Stéphane, lui, enseignant dans un lycée professionnel à Nice, préfère analyser le message : "Après lecture attentive, je pense que le ministre lance des pistes, comme à son habitude. Il veut sauver sa réforme du lycée pro. Il veut sauver surtout le chef d’œuvre. D'ailleurs, il l'écrit bien : 'La Banque de ressources et d’idées pour la réalisation du chef d’œuvre (Brio) sera ouverte en mars.' Il veut aussi sauver la co-intervention qui, nous le savons, fonctionne très mal, sur le terrain. Il veut sauver sa réforme, quitte à la vider de son contenu.
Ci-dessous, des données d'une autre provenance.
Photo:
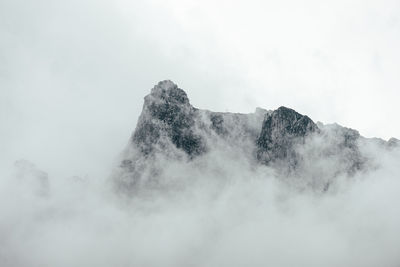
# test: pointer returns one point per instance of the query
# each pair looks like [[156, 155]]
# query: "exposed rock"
[[280, 132], [169, 127]]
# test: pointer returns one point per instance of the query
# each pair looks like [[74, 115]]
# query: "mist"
[[72, 80], [218, 210]]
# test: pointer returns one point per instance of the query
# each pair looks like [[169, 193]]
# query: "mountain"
[[169, 127]]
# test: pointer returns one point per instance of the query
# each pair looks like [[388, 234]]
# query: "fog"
[[73, 75], [220, 209]]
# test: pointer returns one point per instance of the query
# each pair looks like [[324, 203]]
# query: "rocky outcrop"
[[170, 127], [280, 131]]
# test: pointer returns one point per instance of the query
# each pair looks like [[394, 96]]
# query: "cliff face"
[[170, 127]]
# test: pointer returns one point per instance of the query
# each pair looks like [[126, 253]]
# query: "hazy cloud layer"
[[72, 79], [217, 210]]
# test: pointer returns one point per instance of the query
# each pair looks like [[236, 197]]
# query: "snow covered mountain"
[[171, 129]]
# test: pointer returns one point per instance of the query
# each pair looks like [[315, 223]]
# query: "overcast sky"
[[73, 74]]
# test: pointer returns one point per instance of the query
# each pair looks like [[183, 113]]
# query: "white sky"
[[73, 74]]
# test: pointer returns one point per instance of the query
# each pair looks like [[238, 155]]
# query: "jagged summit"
[[169, 92], [170, 127]]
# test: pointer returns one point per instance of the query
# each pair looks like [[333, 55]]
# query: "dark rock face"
[[167, 114], [169, 127], [280, 131]]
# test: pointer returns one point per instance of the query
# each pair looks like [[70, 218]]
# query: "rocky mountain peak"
[[170, 127]]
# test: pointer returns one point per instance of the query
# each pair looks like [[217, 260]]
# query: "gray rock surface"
[[169, 127]]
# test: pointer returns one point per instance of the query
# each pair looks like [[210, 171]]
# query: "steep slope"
[[171, 129]]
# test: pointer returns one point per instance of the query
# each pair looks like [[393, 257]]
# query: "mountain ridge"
[[169, 125]]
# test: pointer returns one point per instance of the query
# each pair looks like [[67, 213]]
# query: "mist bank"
[[221, 205]]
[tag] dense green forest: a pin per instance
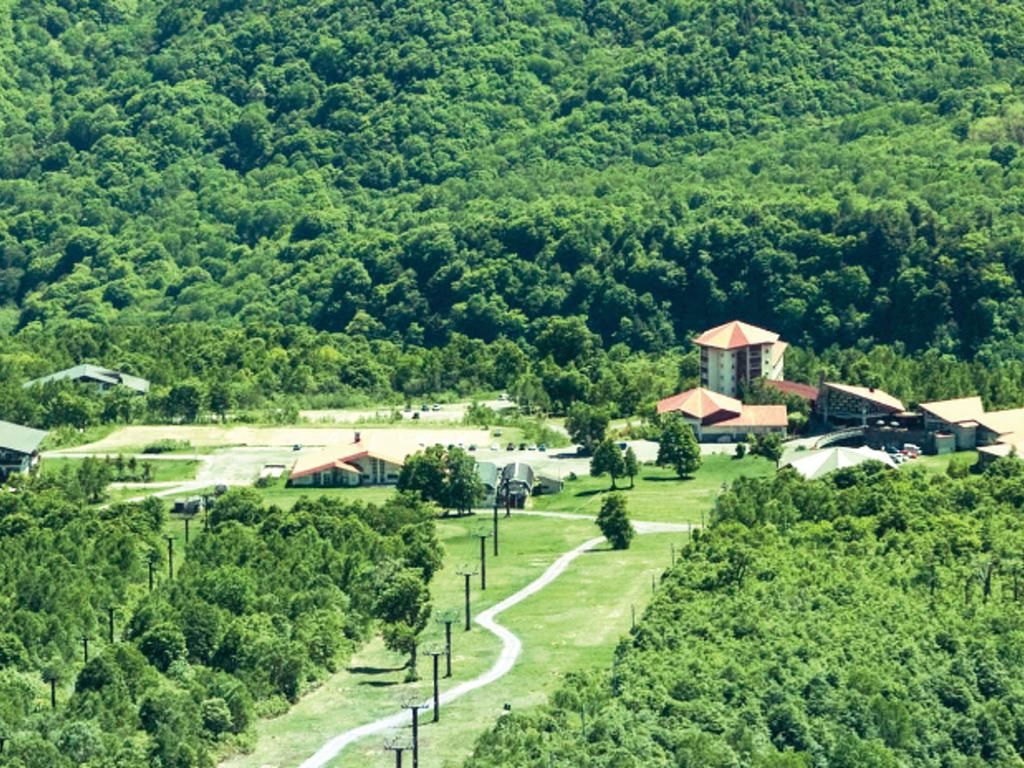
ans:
(261, 605)
(871, 620)
(357, 182)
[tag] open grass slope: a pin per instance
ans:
(573, 622)
(657, 494)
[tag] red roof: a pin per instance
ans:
(758, 416)
(956, 411)
(734, 335)
(871, 394)
(699, 403)
(792, 387)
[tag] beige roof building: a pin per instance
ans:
(715, 416)
(733, 353)
(847, 403)
(357, 463)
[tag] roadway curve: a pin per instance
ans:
(511, 644)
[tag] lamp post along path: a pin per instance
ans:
(467, 572)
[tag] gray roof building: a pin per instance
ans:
(18, 446)
(518, 473)
(104, 378)
(19, 439)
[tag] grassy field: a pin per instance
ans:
(573, 623)
(938, 464)
(163, 471)
(658, 494)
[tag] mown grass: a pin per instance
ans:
(163, 471)
(576, 622)
(657, 494)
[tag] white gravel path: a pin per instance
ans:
(511, 644)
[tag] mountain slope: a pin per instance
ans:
(402, 170)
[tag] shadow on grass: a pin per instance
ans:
(374, 670)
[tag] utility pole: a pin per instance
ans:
(414, 705)
(467, 572)
(398, 744)
(448, 617)
(170, 558)
(436, 650)
(482, 535)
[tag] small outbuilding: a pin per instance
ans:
(518, 480)
(718, 417)
(102, 379)
(357, 463)
(814, 464)
(18, 449)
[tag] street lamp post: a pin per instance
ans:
(397, 744)
(436, 650)
(482, 535)
(467, 572)
(170, 558)
(414, 704)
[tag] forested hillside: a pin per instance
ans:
(843, 172)
(260, 607)
(872, 620)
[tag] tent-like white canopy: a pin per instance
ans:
(816, 464)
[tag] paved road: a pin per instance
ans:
(449, 412)
(511, 644)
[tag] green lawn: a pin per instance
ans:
(573, 623)
(163, 471)
(658, 494)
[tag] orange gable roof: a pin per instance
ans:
(870, 394)
(1003, 422)
(955, 411)
(699, 403)
(341, 457)
(734, 335)
(757, 416)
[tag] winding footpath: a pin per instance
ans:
(511, 644)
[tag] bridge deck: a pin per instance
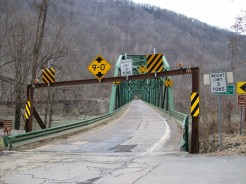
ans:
(139, 129)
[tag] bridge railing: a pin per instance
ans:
(183, 121)
(30, 137)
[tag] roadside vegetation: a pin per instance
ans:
(68, 34)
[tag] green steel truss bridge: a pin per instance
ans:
(149, 82)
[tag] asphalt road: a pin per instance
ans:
(140, 147)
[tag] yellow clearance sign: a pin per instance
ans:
(48, 75)
(154, 63)
(99, 67)
(241, 87)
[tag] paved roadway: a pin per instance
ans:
(138, 148)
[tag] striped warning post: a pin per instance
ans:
(48, 75)
(28, 110)
(195, 110)
(154, 63)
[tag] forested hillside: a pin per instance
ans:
(72, 32)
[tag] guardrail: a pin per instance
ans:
(183, 121)
(30, 137)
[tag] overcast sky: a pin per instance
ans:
(219, 13)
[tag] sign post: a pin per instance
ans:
(241, 102)
(218, 85)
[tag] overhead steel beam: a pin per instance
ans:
(113, 79)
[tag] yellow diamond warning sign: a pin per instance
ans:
(99, 67)
(168, 82)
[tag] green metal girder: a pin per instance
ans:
(151, 90)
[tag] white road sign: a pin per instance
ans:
(126, 67)
(218, 82)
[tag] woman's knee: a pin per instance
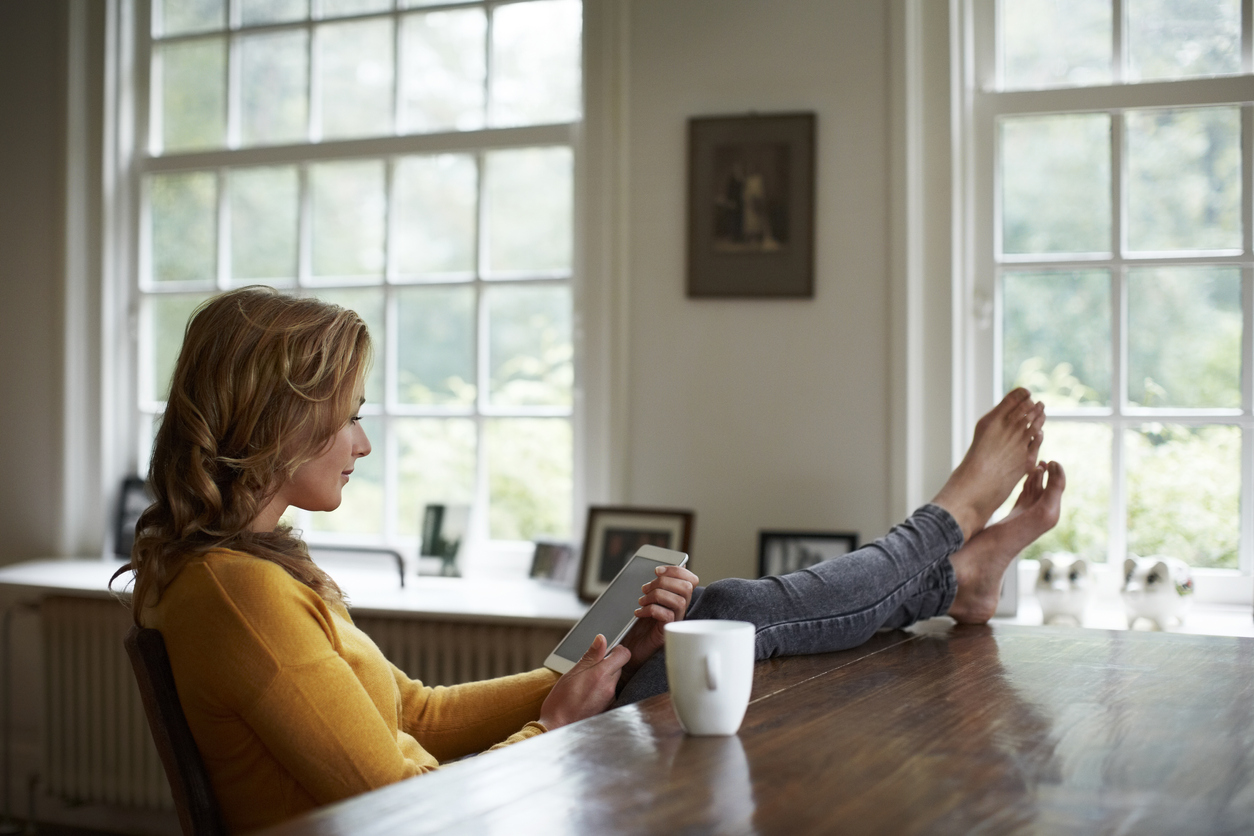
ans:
(730, 598)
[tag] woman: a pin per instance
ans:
(294, 707)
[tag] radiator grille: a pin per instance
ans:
(98, 748)
(97, 745)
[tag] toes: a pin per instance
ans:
(1057, 478)
(1033, 446)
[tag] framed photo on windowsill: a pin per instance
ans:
(783, 552)
(751, 206)
(613, 534)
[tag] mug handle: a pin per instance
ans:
(712, 671)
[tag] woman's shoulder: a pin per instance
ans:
(245, 579)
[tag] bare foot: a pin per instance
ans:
(981, 563)
(1002, 451)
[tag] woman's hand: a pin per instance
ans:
(666, 599)
(587, 688)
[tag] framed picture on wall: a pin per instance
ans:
(133, 500)
(783, 552)
(751, 206)
(613, 534)
(554, 560)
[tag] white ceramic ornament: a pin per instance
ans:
(1062, 588)
(1158, 589)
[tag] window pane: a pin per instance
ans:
(1056, 336)
(1055, 178)
(529, 478)
(263, 203)
(272, 11)
(528, 212)
(164, 325)
(437, 464)
(1184, 345)
(536, 58)
(1055, 43)
(1184, 493)
(183, 213)
(340, 8)
(273, 79)
(369, 305)
(347, 218)
(531, 355)
(1084, 453)
(186, 16)
(435, 345)
(361, 504)
(1173, 39)
(443, 70)
(189, 80)
(1184, 179)
(355, 78)
(434, 209)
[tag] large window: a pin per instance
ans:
(411, 161)
(1112, 235)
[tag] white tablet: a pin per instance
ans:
(615, 611)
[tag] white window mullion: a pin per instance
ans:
(315, 103)
(385, 352)
(1119, 43)
(304, 227)
(1116, 543)
(482, 406)
(1247, 35)
(222, 275)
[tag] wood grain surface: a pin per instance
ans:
(972, 730)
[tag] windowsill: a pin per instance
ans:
(1105, 609)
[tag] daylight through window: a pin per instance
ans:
(411, 161)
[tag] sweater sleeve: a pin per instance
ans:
(267, 649)
(450, 722)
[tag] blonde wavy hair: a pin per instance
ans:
(262, 384)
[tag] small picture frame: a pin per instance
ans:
(133, 500)
(751, 181)
(783, 552)
(615, 533)
(554, 562)
(444, 529)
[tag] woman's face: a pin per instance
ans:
(316, 485)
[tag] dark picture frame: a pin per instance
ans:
(783, 552)
(751, 181)
(615, 532)
(554, 562)
(133, 500)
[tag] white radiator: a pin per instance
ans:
(98, 748)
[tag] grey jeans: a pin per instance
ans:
(900, 578)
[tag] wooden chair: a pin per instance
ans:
(198, 811)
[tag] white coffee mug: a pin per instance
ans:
(710, 667)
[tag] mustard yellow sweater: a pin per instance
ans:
(294, 707)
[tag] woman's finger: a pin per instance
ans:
(663, 598)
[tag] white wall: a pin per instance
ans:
(31, 235)
(760, 414)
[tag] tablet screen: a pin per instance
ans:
(612, 611)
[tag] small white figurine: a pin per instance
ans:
(1158, 589)
(1062, 588)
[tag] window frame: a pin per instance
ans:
(129, 161)
(980, 105)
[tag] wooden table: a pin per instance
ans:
(992, 730)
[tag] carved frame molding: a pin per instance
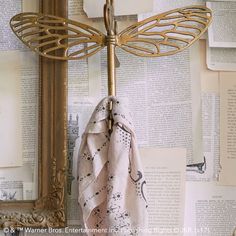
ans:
(49, 209)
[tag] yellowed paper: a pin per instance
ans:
(228, 128)
(209, 79)
(165, 175)
(122, 7)
(10, 116)
(30, 5)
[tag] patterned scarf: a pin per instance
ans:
(110, 177)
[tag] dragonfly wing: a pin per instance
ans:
(166, 33)
(55, 37)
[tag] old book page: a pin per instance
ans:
(122, 7)
(221, 59)
(222, 31)
(209, 209)
(164, 171)
(209, 169)
(164, 97)
(227, 128)
(160, 6)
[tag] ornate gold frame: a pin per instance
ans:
(49, 210)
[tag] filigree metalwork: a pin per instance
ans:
(160, 35)
(167, 33)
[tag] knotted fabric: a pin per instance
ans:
(110, 176)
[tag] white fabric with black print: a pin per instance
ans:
(110, 177)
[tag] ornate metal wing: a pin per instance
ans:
(55, 37)
(167, 33)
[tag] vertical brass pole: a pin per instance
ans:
(111, 69)
(111, 72)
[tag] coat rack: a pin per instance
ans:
(160, 35)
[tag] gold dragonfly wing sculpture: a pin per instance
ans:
(160, 35)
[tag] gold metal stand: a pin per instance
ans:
(160, 35)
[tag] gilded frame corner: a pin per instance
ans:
(49, 209)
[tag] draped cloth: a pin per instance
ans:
(110, 177)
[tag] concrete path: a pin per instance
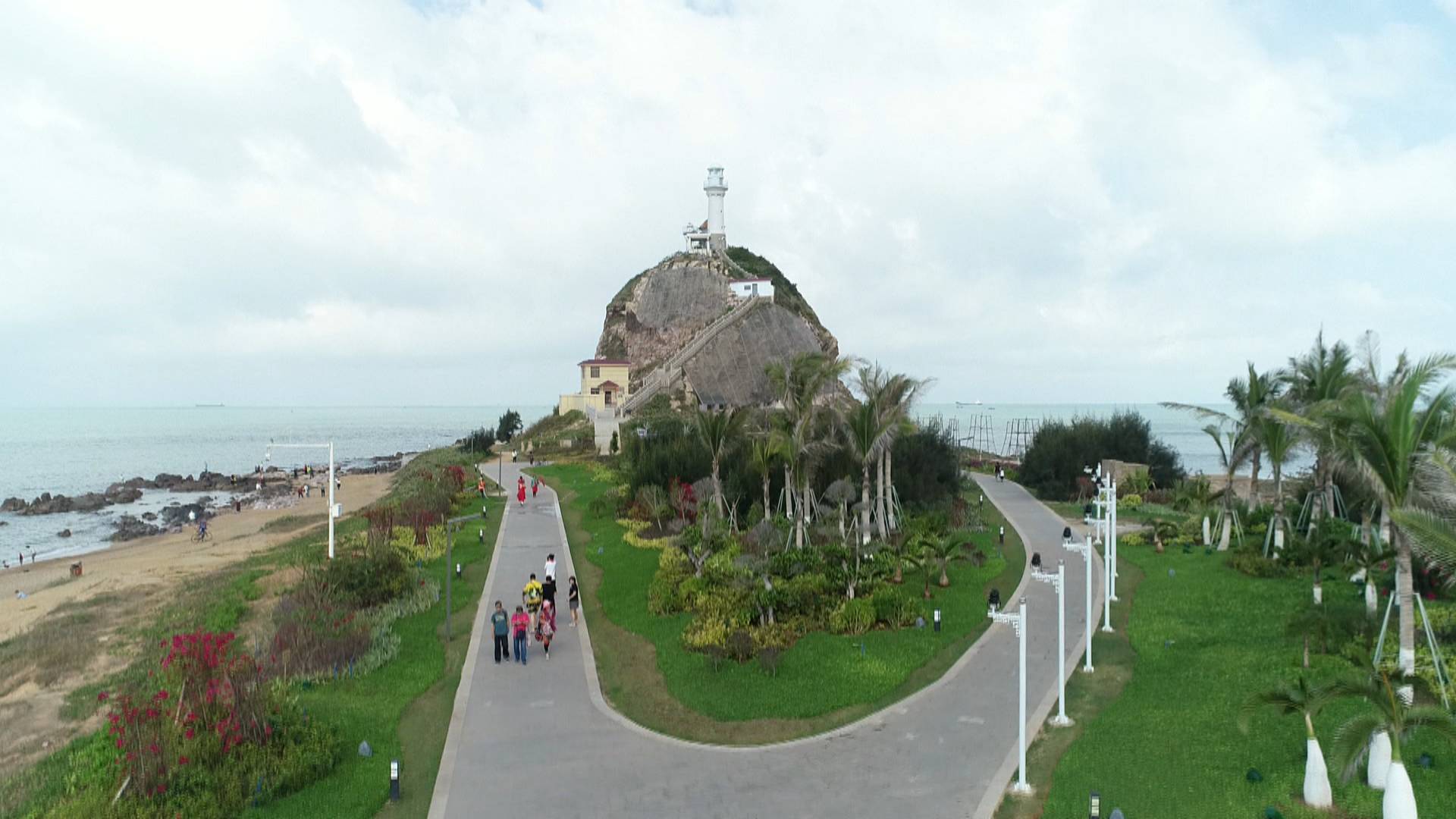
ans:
(539, 741)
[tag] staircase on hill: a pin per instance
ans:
(670, 372)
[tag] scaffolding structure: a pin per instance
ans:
(1018, 436)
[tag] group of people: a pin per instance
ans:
(536, 615)
(520, 488)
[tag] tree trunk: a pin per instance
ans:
(1316, 777)
(864, 504)
(1407, 589)
(890, 488)
(880, 499)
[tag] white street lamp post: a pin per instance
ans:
(1059, 582)
(1018, 621)
(1087, 554)
(334, 509)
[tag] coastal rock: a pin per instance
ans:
(130, 528)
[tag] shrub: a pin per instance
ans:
(852, 617)
(894, 607)
(1056, 457)
(705, 632)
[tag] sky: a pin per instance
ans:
(398, 205)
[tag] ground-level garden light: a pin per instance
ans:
(1059, 582)
(334, 509)
(1018, 623)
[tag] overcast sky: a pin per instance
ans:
(431, 203)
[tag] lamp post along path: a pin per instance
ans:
(1057, 582)
(1018, 623)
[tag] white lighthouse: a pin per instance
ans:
(710, 235)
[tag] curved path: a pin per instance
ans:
(541, 741)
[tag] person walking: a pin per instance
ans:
(532, 596)
(546, 630)
(522, 626)
(501, 624)
(549, 601)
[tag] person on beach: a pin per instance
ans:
(545, 630)
(532, 595)
(501, 624)
(522, 626)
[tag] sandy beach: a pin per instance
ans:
(161, 560)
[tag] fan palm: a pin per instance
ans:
(1305, 700)
(1391, 717)
(718, 430)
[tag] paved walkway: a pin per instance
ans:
(539, 741)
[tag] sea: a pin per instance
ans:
(74, 450)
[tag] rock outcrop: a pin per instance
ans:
(660, 312)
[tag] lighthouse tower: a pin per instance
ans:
(715, 190)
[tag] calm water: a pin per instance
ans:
(79, 450)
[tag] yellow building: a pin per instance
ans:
(603, 387)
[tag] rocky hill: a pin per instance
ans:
(661, 309)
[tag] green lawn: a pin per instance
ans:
(823, 681)
(1204, 639)
(382, 706)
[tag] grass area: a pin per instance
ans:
(293, 522)
(402, 710)
(823, 681)
(1204, 639)
(1125, 515)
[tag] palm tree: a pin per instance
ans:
(1279, 441)
(1307, 700)
(718, 430)
(1367, 558)
(867, 433)
(1385, 435)
(800, 384)
(1234, 450)
(1316, 381)
(1392, 719)
(762, 460)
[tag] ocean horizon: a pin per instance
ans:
(76, 450)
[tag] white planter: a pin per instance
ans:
(1400, 799)
(1316, 777)
(1379, 764)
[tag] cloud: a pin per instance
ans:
(1037, 203)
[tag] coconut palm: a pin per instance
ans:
(1279, 441)
(1392, 719)
(867, 435)
(1316, 381)
(718, 430)
(1307, 700)
(1234, 450)
(762, 460)
(1386, 433)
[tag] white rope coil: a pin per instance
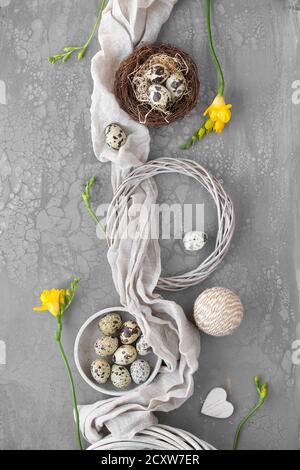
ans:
(223, 203)
(159, 437)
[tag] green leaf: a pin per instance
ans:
(81, 53)
(66, 57)
(71, 49)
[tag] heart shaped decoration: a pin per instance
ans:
(216, 404)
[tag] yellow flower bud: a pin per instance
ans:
(219, 113)
(52, 300)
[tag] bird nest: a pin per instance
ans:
(131, 85)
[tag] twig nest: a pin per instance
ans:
(218, 311)
(194, 240)
(152, 65)
(115, 137)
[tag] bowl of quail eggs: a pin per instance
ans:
(112, 355)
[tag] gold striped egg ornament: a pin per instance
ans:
(218, 311)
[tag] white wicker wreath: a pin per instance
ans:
(224, 206)
(157, 437)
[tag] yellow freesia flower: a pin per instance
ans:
(52, 300)
(219, 113)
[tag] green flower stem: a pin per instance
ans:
(96, 24)
(263, 393)
(212, 49)
(204, 129)
(68, 51)
(68, 369)
(86, 196)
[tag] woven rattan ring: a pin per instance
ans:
(126, 84)
(157, 437)
(224, 206)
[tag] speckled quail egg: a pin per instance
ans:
(142, 346)
(129, 332)
(194, 241)
(115, 137)
(140, 371)
(100, 370)
(125, 355)
(106, 346)
(120, 376)
(159, 96)
(157, 74)
(176, 85)
(109, 324)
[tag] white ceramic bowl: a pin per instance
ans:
(84, 353)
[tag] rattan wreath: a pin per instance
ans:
(157, 437)
(224, 206)
(142, 112)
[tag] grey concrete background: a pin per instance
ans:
(46, 236)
J'ai l'impression qu'il se moque de 'ses amis, profs, étourdis'. Les collègues et moi-même avons des heures, oui, mais, au niveau de la qualité pédagogique de la co-intervention et du chef d’œuvre, il reste beaucoup à faire, pour ne pas dire qu'il n'y a rien de fait. Mais, si nous râlions, les chefs des établissements nous enlèveraient des heures. Ainsi, si la réforme échoue, se sont des heures qui disparaîtront. Nous sommes tenu aux chantages permanents qui émane des discours du ministre."
Le ministe de l'éducation nationale a posté sur twitter vendredi 18 décembre une vidéo dans laquelle il affirme "l’École est essentielle, votre travail est essentiel" et il souhaite de "bonnes vacances à toutes et à tous". Ce qui a suscité de nombreux commentaires. Idem écrit : "Demain (samedi 19, ndlr), j'ai cours... : mes terminales spé et moi sommes épuisés ! Impossible de finir le programme pour mars, encore moins pour aider à combler les lacunes." MbPaul : "Je veux un salaire juste et adapté, pas de la gratitude." Petite Noisette, professeur documentaliste : "Si notre travail est essentiel, Monsieur Blanquer, pourquoi ne pas le reconnaître en nous accordant les mêmes droits qu'aux autres profs ? Je mérite le respect et la reconnaissance autant que mes collègues. Je travaille autant, je suis autant devant les élèves." Marie-Anne 5020, sans doute contractuelle, remarque : "Mon travail est essentiel ? Sachez que je n'ai pas été payée ce mois de novembre et que le rectorat de Bordeaux me fait patienter jusqu'au 20 décembre. Épargnez-nous vos discours. Ça nous fera gagner un temps précieux..." Professeur épuisé enchaîne : "C'était la seule prise (vidéo) où il (le ministre) ne se marrait pas en disant ça. Pendant ce temps, les suicides ont quintuplé et les démissions triplé en moins de 10 ans d'après vos chiffres..." Meta Biche en T... renchérit : "Il est venu le temps du repos, enfin sauf pour les personnels à qui vous imposez des permanences pendant les vacances."
Presque toutes les autres observations vont dans le même sens. Celina : "Évidement qu'on est essentiel ! Alors un peu de respect !" Et, pour finir, Thibault Montbazet remarque : "Mesurez votre popularité dans les commentaires, M. Blanquer." Nous avons pourtant trouvé Le prof de l'être : "Merci Monsieur le ministre. Vos remerciements valent mieux qu'une prime", et 670 "J'aime" pour 84 400 vues (ici).